= Sebastian Ebel =

German businessman

Sebastian Ebel (born 11 March 1963 in Braunschweig) is a German manager and the CEO of TUI Group since October 2022. From 2007 to 2020, he was President of the sports club Eintracht Braunschweig.

==Life==
He completed his Abitur (High school) at the Gauss School in Braunschweig. He then studied economics in Braunschweig and Marburg. He is married, has five children and lives in Braunschweig.
In 1987, Ebel began his professional career as a trainee at Salzgitter AG. After Salzgitter was integrated into the Preussag Group, he was managing director of the Talkline Group. In 1997 he became Head of Telecommunications at VIAG AG in Munich. In 1998, he returned to Preussag Group as a divisional director of the subsidiary Hapag Touristik Union GmbH. In July 1999, Ebel became a member of the board of directors of TUI Deutschland GmbH, which was renamed on 1 January 2003 to TUI Group and belonged to Preussag AG. From January 2001 to 31 August 2006, he was a member of the board of directors of the former Preussag AG, which was renamed to TUI AG in 2002, where he was responsible for the departments of controlling, IT, new media, central purchasing a business travel. After disagreements arose, he left the board of TUI AG on 1 September 2006.
After leaving TUI, he founded Eves Information Technology AG in Braunschweig on 1 January 2007, and became chairman of the supervisory board.
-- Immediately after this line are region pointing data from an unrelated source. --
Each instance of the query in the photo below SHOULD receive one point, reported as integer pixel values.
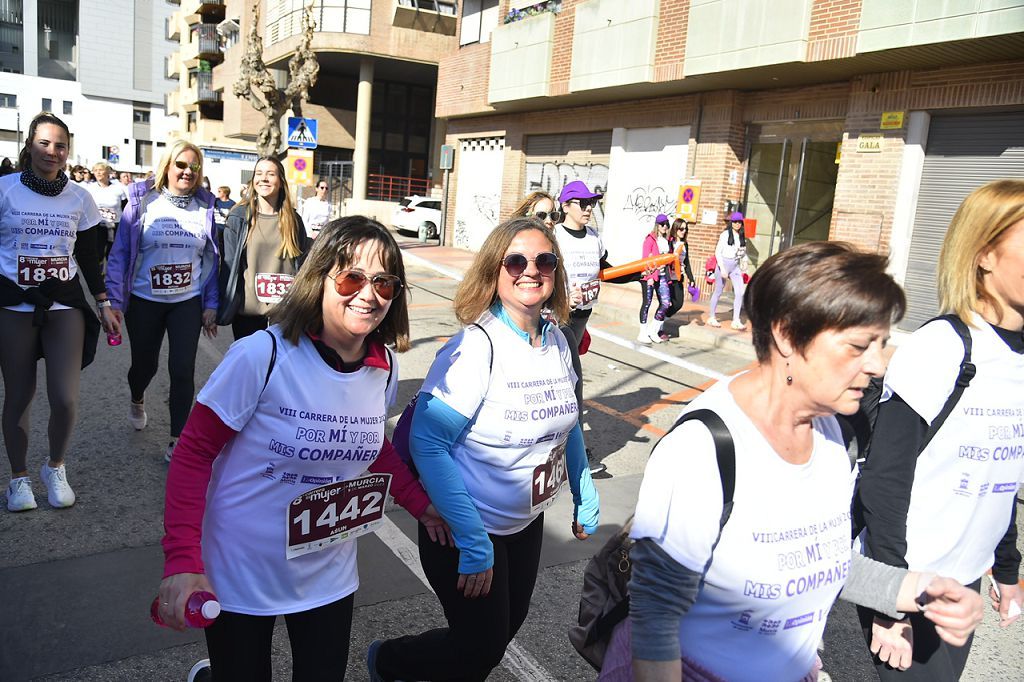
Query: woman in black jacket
(264, 243)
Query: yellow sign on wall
(299, 167)
(892, 120)
(689, 199)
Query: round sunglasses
(347, 283)
(515, 263)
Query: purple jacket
(124, 253)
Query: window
(478, 18)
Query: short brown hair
(816, 287)
(978, 224)
(478, 290)
(302, 308)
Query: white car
(416, 211)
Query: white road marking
(517, 661)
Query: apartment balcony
(520, 58)
(429, 15)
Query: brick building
(859, 120)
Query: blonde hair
(165, 163)
(525, 207)
(287, 224)
(478, 290)
(978, 224)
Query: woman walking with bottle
(264, 245)
(162, 275)
(44, 311)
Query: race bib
(33, 270)
(170, 279)
(548, 479)
(271, 287)
(335, 513)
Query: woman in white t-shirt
(162, 275)
(948, 504)
(759, 576)
(284, 462)
(495, 438)
(44, 241)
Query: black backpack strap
(967, 372)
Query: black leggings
(147, 322)
(61, 342)
(240, 645)
(934, 661)
(479, 630)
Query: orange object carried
(639, 265)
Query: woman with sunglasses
(162, 279)
(495, 437)
(44, 309)
(316, 211)
(264, 245)
(316, 386)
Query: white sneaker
(58, 492)
(137, 417)
(19, 497)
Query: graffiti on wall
(551, 177)
(647, 201)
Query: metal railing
(395, 187)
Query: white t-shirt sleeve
(461, 372)
(924, 369)
(680, 501)
(235, 387)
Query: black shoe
(596, 467)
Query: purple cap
(577, 189)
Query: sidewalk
(617, 306)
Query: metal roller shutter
(963, 153)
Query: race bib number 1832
(336, 512)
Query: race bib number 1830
(336, 512)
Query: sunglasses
(347, 283)
(555, 215)
(515, 263)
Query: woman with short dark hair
(759, 573)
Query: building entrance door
(791, 184)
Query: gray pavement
(76, 584)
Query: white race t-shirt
(315, 214)
(583, 262)
(310, 427)
(109, 201)
(784, 552)
(169, 266)
(38, 233)
(512, 455)
(966, 480)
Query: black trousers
(479, 630)
(147, 322)
(240, 645)
(934, 661)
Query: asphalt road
(76, 584)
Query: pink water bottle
(201, 609)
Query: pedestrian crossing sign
(301, 132)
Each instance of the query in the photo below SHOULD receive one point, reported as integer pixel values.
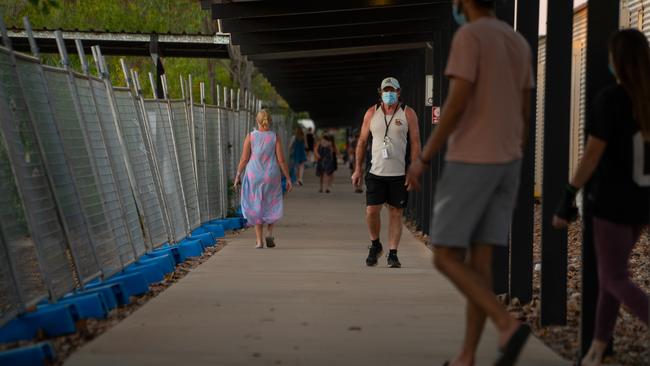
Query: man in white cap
(391, 125)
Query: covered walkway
(310, 301)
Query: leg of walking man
(373, 219)
(394, 235)
(480, 259)
(450, 262)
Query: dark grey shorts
(474, 204)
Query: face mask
(459, 17)
(389, 98)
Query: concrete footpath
(310, 301)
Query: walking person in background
(352, 154)
(325, 155)
(392, 125)
(309, 139)
(617, 156)
(261, 186)
(298, 152)
(485, 122)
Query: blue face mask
(389, 98)
(459, 17)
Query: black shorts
(391, 190)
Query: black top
(620, 196)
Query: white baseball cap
(390, 81)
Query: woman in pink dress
(261, 184)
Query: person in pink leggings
(617, 158)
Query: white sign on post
(435, 115)
(429, 94)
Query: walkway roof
(329, 57)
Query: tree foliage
(161, 16)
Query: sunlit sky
(542, 14)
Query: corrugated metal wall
(634, 14)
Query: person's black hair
(631, 57)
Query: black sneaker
(393, 261)
(373, 255)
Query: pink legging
(614, 243)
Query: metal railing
(93, 176)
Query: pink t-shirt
(497, 60)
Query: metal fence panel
(107, 183)
(233, 140)
(10, 303)
(120, 169)
(19, 247)
(183, 142)
(224, 150)
(22, 282)
(130, 120)
(160, 132)
(214, 165)
(201, 143)
(42, 219)
(69, 121)
(63, 184)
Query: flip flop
(509, 354)
(270, 242)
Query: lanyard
(387, 123)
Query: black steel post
(427, 128)
(556, 159)
(505, 10)
(521, 243)
(603, 21)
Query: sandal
(270, 242)
(509, 354)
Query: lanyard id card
(385, 148)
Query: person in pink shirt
(484, 122)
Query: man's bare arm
(414, 133)
(360, 154)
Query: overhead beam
(255, 9)
(338, 45)
(403, 29)
(333, 19)
(335, 51)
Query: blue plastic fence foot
(189, 248)
(163, 252)
(151, 272)
(134, 283)
(217, 230)
(198, 231)
(229, 223)
(38, 354)
(165, 262)
(206, 239)
(54, 320)
(87, 305)
(115, 293)
(16, 330)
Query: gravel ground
(631, 339)
(89, 329)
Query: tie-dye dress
(261, 193)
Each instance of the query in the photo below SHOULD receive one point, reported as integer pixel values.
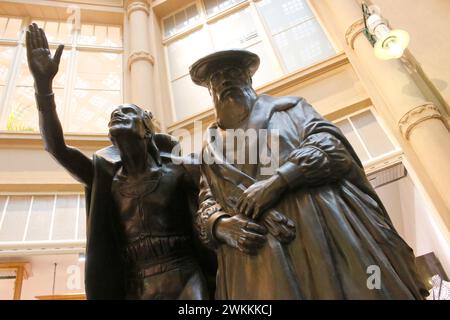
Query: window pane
(351, 136)
(25, 78)
(181, 20)
(87, 34)
(51, 30)
(169, 26)
(114, 37)
(282, 14)
(184, 52)
(372, 134)
(99, 70)
(15, 218)
(303, 45)
(216, 6)
(24, 115)
(189, 98)
(90, 110)
(40, 218)
(100, 35)
(266, 71)
(10, 28)
(237, 30)
(6, 54)
(65, 218)
(82, 219)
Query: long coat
(343, 231)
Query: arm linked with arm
(208, 213)
(322, 157)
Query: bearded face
(232, 94)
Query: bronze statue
(342, 230)
(140, 242)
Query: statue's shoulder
(109, 153)
(281, 103)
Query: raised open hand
(42, 66)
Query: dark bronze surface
(319, 191)
(140, 240)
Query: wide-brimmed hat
(201, 70)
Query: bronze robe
(342, 227)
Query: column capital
(417, 115)
(137, 5)
(353, 31)
(140, 55)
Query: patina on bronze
(342, 228)
(140, 204)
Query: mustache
(227, 90)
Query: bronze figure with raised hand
(140, 203)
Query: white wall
(414, 220)
(69, 276)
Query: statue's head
(131, 121)
(228, 77)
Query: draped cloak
(343, 232)
(105, 272)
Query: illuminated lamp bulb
(390, 44)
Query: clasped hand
(241, 231)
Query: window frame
(6, 97)
(379, 159)
(266, 38)
(49, 241)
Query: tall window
(40, 217)
(367, 137)
(87, 87)
(284, 33)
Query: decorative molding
(137, 5)
(417, 115)
(355, 29)
(33, 140)
(140, 55)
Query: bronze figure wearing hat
(318, 190)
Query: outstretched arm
(44, 68)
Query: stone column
(421, 122)
(140, 60)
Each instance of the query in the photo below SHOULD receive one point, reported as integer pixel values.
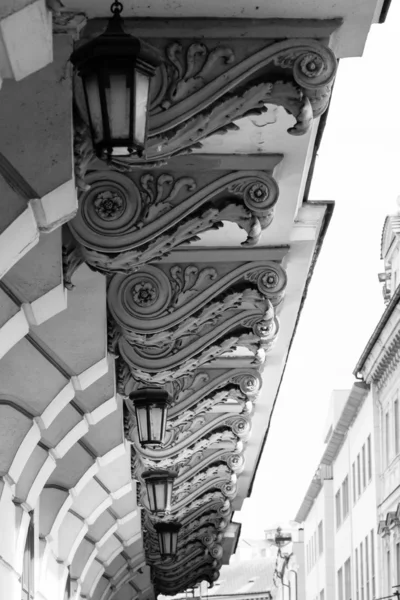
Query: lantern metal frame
(165, 480)
(163, 529)
(116, 52)
(148, 399)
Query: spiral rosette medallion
(108, 210)
(143, 294)
(315, 68)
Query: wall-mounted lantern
(168, 537)
(151, 408)
(116, 69)
(159, 484)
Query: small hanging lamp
(151, 408)
(168, 537)
(159, 484)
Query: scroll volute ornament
(126, 222)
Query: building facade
(379, 367)
(339, 509)
(183, 270)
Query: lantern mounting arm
(116, 7)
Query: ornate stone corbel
(125, 222)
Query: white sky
(359, 167)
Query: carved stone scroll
(124, 223)
(196, 98)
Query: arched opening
(28, 571)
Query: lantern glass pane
(141, 418)
(91, 87)
(141, 99)
(160, 493)
(152, 496)
(156, 418)
(118, 106)
(165, 542)
(174, 543)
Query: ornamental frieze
(156, 298)
(125, 222)
(205, 87)
(199, 329)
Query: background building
(339, 509)
(379, 367)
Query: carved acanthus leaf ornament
(200, 330)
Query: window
(338, 509)
(362, 571)
(372, 562)
(315, 547)
(345, 498)
(388, 573)
(28, 565)
(320, 538)
(364, 477)
(387, 438)
(398, 562)
(369, 458)
(367, 596)
(347, 580)
(357, 580)
(353, 476)
(312, 551)
(340, 584)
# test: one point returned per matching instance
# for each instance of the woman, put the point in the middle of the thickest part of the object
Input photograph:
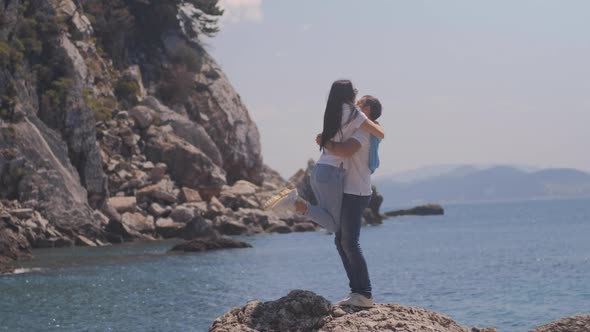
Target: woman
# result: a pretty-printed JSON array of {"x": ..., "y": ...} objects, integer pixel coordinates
[{"x": 341, "y": 119}]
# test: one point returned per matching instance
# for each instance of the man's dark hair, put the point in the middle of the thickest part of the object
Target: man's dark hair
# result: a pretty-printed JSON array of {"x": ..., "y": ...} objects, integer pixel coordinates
[{"x": 375, "y": 106}]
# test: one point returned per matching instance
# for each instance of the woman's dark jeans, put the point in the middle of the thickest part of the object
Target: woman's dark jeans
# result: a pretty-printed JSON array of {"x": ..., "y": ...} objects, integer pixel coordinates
[{"x": 347, "y": 243}]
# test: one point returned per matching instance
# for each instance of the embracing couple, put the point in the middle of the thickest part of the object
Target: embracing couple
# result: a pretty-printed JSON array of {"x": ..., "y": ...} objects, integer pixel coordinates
[{"x": 341, "y": 181}]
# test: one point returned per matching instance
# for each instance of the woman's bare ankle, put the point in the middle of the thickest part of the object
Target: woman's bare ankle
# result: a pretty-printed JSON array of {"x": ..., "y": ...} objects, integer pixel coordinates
[{"x": 300, "y": 206}]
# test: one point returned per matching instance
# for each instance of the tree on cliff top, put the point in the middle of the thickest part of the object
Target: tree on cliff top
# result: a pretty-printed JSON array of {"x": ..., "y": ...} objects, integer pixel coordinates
[{"x": 124, "y": 26}]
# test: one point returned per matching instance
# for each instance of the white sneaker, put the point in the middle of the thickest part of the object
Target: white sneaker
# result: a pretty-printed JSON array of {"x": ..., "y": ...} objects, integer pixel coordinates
[
  {"x": 357, "y": 300},
  {"x": 344, "y": 299},
  {"x": 283, "y": 201}
]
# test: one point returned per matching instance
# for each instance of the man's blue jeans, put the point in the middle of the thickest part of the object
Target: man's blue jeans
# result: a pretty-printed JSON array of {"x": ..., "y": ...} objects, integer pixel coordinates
[{"x": 347, "y": 243}]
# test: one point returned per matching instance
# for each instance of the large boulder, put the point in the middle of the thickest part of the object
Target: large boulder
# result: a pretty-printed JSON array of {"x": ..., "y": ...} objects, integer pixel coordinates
[
  {"x": 187, "y": 165},
  {"x": 305, "y": 311},
  {"x": 183, "y": 127},
  {"x": 227, "y": 121}
]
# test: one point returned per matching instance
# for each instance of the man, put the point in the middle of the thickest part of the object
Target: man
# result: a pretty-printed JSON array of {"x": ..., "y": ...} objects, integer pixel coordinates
[{"x": 357, "y": 194}]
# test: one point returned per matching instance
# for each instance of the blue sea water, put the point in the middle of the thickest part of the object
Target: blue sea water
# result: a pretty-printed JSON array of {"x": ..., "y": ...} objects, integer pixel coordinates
[{"x": 509, "y": 265}]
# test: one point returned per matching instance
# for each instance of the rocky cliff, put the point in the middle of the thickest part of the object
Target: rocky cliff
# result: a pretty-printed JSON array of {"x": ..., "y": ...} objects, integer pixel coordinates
[{"x": 116, "y": 124}]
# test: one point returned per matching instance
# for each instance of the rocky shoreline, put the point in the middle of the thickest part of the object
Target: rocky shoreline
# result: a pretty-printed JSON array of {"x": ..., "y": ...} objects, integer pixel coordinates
[{"x": 302, "y": 310}]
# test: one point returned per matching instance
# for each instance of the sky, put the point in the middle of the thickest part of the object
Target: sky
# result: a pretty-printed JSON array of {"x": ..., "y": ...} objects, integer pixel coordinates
[{"x": 461, "y": 82}]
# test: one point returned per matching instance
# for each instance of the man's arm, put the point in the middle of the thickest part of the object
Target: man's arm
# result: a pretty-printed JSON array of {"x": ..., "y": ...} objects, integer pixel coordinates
[
  {"x": 373, "y": 128},
  {"x": 344, "y": 149}
]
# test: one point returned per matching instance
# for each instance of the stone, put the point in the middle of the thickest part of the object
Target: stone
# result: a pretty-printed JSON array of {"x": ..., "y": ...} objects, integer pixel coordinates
[
  {"x": 156, "y": 210},
  {"x": 133, "y": 73},
  {"x": 122, "y": 115},
  {"x": 210, "y": 243},
  {"x": 142, "y": 116},
  {"x": 422, "y": 210},
  {"x": 304, "y": 227},
  {"x": 138, "y": 222},
  {"x": 182, "y": 214},
  {"x": 243, "y": 187},
  {"x": 81, "y": 240},
  {"x": 187, "y": 165},
  {"x": 198, "y": 227},
  {"x": 101, "y": 217},
  {"x": 158, "y": 172},
  {"x": 164, "y": 196},
  {"x": 168, "y": 228},
  {"x": 306, "y": 311},
  {"x": 231, "y": 227},
  {"x": 579, "y": 323},
  {"x": 22, "y": 213},
  {"x": 278, "y": 226},
  {"x": 192, "y": 132},
  {"x": 147, "y": 166},
  {"x": 123, "y": 204},
  {"x": 155, "y": 192},
  {"x": 188, "y": 195}
]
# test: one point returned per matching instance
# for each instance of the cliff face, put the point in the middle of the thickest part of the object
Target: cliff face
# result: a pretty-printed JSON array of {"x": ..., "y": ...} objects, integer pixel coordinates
[{"x": 106, "y": 98}]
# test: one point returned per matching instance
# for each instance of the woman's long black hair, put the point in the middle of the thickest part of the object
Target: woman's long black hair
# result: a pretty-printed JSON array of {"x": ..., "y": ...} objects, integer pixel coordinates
[{"x": 341, "y": 92}]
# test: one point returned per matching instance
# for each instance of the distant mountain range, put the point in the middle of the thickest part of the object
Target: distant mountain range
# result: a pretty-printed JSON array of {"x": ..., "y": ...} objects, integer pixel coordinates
[{"x": 468, "y": 183}]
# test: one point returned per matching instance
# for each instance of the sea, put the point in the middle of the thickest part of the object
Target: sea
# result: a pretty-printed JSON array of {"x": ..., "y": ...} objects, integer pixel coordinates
[{"x": 513, "y": 266}]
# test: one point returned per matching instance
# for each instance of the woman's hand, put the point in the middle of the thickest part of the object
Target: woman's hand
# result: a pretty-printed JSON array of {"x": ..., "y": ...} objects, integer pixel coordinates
[{"x": 373, "y": 128}]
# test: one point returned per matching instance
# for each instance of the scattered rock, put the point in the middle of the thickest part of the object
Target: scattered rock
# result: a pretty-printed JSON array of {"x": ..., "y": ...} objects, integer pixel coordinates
[
  {"x": 579, "y": 323},
  {"x": 123, "y": 204},
  {"x": 137, "y": 222},
  {"x": 210, "y": 243},
  {"x": 182, "y": 214},
  {"x": 305, "y": 311},
  {"x": 22, "y": 213},
  {"x": 168, "y": 228},
  {"x": 188, "y": 195},
  {"x": 156, "y": 210},
  {"x": 423, "y": 210},
  {"x": 158, "y": 172},
  {"x": 231, "y": 227},
  {"x": 81, "y": 240}
]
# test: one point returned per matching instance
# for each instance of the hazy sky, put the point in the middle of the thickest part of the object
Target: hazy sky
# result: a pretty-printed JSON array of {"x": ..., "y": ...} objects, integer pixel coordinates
[{"x": 460, "y": 81}]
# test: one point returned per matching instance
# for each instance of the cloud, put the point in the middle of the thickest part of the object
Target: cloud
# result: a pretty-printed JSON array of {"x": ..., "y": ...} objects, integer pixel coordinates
[
  {"x": 306, "y": 27},
  {"x": 241, "y": 10}
]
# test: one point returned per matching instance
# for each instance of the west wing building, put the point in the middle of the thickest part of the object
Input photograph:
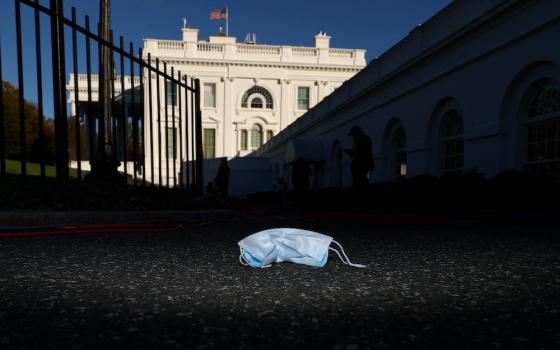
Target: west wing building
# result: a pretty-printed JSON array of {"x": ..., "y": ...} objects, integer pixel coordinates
[{"x": 475, "y": 88}]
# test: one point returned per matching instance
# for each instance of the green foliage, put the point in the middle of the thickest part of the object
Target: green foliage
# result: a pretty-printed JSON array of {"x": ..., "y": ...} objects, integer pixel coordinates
[{"x": 35, "y": 149}]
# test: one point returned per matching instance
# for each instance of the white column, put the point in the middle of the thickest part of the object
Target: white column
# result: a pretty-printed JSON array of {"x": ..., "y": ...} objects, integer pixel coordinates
[{"x": 228, "y": 143}]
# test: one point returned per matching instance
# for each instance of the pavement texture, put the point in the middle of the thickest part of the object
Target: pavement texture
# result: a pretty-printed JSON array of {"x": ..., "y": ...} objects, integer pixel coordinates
[{"x": 464, "y": 286}]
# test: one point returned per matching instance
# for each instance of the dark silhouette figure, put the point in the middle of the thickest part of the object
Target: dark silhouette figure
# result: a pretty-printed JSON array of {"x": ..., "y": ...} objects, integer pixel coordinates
[
  {"x": 222, "y": 179},
  {"x": 300, "y": 175},
  {"x": 361, "y": 154}
]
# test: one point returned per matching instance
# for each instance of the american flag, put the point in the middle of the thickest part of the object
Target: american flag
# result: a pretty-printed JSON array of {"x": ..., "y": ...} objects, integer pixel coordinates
[{"x": 219, "y": 14}]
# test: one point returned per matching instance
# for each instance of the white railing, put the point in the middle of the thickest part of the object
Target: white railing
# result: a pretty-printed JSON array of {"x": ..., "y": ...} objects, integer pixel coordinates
[
  {"x": 304, "y": 51},
  {"x": 170, "y": 45},
  {"x": 344, "y": 53},
  {"x": 82, "y": 78},
  {"x": 208, "y": 47},
  {"x": 258, "y": 49}
]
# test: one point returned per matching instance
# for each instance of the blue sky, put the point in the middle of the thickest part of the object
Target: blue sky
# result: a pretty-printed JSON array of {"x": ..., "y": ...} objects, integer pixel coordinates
[{"x": 374, "y": 25}]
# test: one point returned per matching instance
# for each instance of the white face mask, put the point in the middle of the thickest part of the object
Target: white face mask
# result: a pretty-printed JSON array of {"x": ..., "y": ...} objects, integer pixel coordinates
[{"x": 289, "y": 244}]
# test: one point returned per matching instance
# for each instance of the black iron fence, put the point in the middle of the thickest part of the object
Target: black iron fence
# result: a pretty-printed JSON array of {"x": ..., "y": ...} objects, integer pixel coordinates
[{"x": 155, "y": 120}]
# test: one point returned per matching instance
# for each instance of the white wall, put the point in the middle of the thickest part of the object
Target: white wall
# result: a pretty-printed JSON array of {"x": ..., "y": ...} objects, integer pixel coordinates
[{"x": 467, "y": 58}]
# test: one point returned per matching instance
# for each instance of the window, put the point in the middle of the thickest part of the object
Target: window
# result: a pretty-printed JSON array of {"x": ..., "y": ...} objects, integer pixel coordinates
[
  {"x": 171, "y": 143},
  {"x": 256, "y": 103},
  {"x": 209, "y": 95},
  {"x": 170, "y": 93},
  {"x": 399, "y": 144},
  {"x": 543, "y": 132},
  {"x": 256, "y": 136},
  {"x": 209, "y": 140},
  {"x": 257, "y": 90},
  {"x": 243, "y": 140},
  {"x": 303, "y": 97},
  {"x": 453, "y": 144}
]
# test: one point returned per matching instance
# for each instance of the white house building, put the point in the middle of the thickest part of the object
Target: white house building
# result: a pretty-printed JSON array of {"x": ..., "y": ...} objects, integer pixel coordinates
[
  {"x": 250, "y": 92},
  {"x": 476, "y": 87}
]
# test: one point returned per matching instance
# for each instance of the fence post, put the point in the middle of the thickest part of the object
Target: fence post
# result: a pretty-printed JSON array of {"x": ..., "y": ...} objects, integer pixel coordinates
[
  {"x": 59, "y": 89},
  {"x": 199, "y": 155}
]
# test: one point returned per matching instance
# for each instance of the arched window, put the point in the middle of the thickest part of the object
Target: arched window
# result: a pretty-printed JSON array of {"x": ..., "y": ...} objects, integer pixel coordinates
[
  {"x": 543, "y": 132},
  {"x": 243, "y": 140},
  {"x": 256, "y": 136},
  {"x": 256, "y": 102},
  {"x": 257, "y": 90},
  {"x": 452, "y": 142},
  {"x": 399, "y": 147}
]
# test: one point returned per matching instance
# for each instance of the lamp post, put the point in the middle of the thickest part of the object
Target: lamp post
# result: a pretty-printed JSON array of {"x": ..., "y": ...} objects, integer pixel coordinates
[{"x": 105, "y": 166}]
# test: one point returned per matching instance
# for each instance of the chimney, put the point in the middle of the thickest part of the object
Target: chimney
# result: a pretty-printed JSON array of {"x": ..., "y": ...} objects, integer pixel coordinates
[
  {"x": 322, "y": 40},
  {"x": 190, "y": 35}
]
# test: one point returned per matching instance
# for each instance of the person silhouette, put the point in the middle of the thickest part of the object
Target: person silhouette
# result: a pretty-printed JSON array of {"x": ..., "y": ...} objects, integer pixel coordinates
[
  {"x": 361, "y": 154},
  {"x": 300, "y": 175}
]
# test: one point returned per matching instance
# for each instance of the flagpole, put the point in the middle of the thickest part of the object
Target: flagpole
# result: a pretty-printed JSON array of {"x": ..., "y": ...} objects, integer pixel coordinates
[{"x": 227, "y": 21}]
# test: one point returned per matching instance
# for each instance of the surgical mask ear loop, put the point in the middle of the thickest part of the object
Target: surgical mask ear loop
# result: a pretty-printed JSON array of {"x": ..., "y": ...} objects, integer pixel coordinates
[
  {"x": 244, "y": 261},
  {"x": 347, "y": 262}
]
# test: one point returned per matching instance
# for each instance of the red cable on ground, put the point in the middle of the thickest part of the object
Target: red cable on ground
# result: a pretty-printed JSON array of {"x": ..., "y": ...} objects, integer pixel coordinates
[{"x": 83, "y": 229}]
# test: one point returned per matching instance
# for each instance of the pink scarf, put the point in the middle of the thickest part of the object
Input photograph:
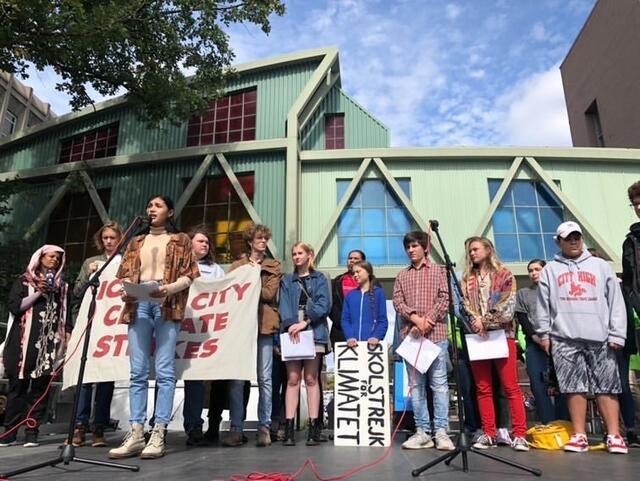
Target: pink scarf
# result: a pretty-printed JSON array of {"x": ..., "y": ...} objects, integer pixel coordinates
[{"x": 31, "y": 274}]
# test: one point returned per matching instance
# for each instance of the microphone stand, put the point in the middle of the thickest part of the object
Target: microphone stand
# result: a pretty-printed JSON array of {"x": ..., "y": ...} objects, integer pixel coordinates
[
  {"x": 463, "y": 445},
  {"x": 68, "y": 453}
]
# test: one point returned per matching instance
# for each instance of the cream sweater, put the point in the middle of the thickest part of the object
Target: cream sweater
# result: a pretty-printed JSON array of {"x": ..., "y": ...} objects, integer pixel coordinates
[{"x": 153, "y": 254}]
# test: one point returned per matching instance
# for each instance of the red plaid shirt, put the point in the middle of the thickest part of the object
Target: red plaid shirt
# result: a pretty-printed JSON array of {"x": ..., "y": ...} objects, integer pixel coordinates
[{"x": 422, "y": 290}]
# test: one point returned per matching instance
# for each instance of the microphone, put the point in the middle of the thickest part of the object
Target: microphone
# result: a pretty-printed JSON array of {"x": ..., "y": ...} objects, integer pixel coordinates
[
  {"x": 143, "y": 224},
  {"x": 50, "y": 277}
]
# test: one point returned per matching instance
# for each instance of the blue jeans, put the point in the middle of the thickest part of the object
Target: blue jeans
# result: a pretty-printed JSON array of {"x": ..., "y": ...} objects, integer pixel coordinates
[
  {"x": 193, "y": 403},
  {"x": 148, "y": 323},
  {"x": 625, "y": 398},
  {"x": 437, "y": 375},
  {"x": 265, "y": 367},
  {"x": 546, "y": 409},
  {"x": 102, "y": 412}
]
He is now the managing director of, the since then founded, Eves Unternehmensberatung GmbH.
Since 15 May 2008, Ebel, as board member, took over the management of category management and controlling at Auto-Teile-Unger, and since 1 October 2008, he has also been responsible for the areas of finance, investor relations, IT and logistics. On 1 October 2009, he gave up the finance department, which he had headed as an interim solution. after his contract with Auto-Teile-Unger expired in April 2011, he moved on to Vodafone Germany as CFO on 1 April 2011, replacing Volker Ruloff. On 1 February 2013, he and his close confidante Felix Joussen returned to TUI AG as "Operating Performance Directors".

==Presidency of Eintracht Braunschweig==
On 3 December 2007, Ebel was unanimously elected to succeed Gerhard Glogowski as President of Eintracht Braunschweig. In addition, he had been chairman of the supervisory board of Eintracht Braunschweig GmbH & Co. KGaA since the company was spun off on 8 April 2008. Together with managing director Soeren Oliver Voigt, he is following a strict consolidation course and is largely responsible for the reduction of old debts (formerly €5 million). Consequently, the club was granted the license for the 2. Bundesliga for the season without any hesitation. In his first term in office, Eintracht Braunschweig managed to get promoted to the 2. Bundesliga six games before the end of the 2010–2011 season. In addition, Ebel campaigned for the expansion and conversion of the Eintracht Stadium. At the AGM on 5 December 2011, he was unanimously re-elected as president. In his second term, Eintracht Braunschweig was promoted to the 1. Bundesliga by the end of the 2012–2013 season. Ebel was once again unanimously re-elected President at the AGM after his second term. On 16 July 2020, Ebel resigned as president of Eintracht Braunschweig.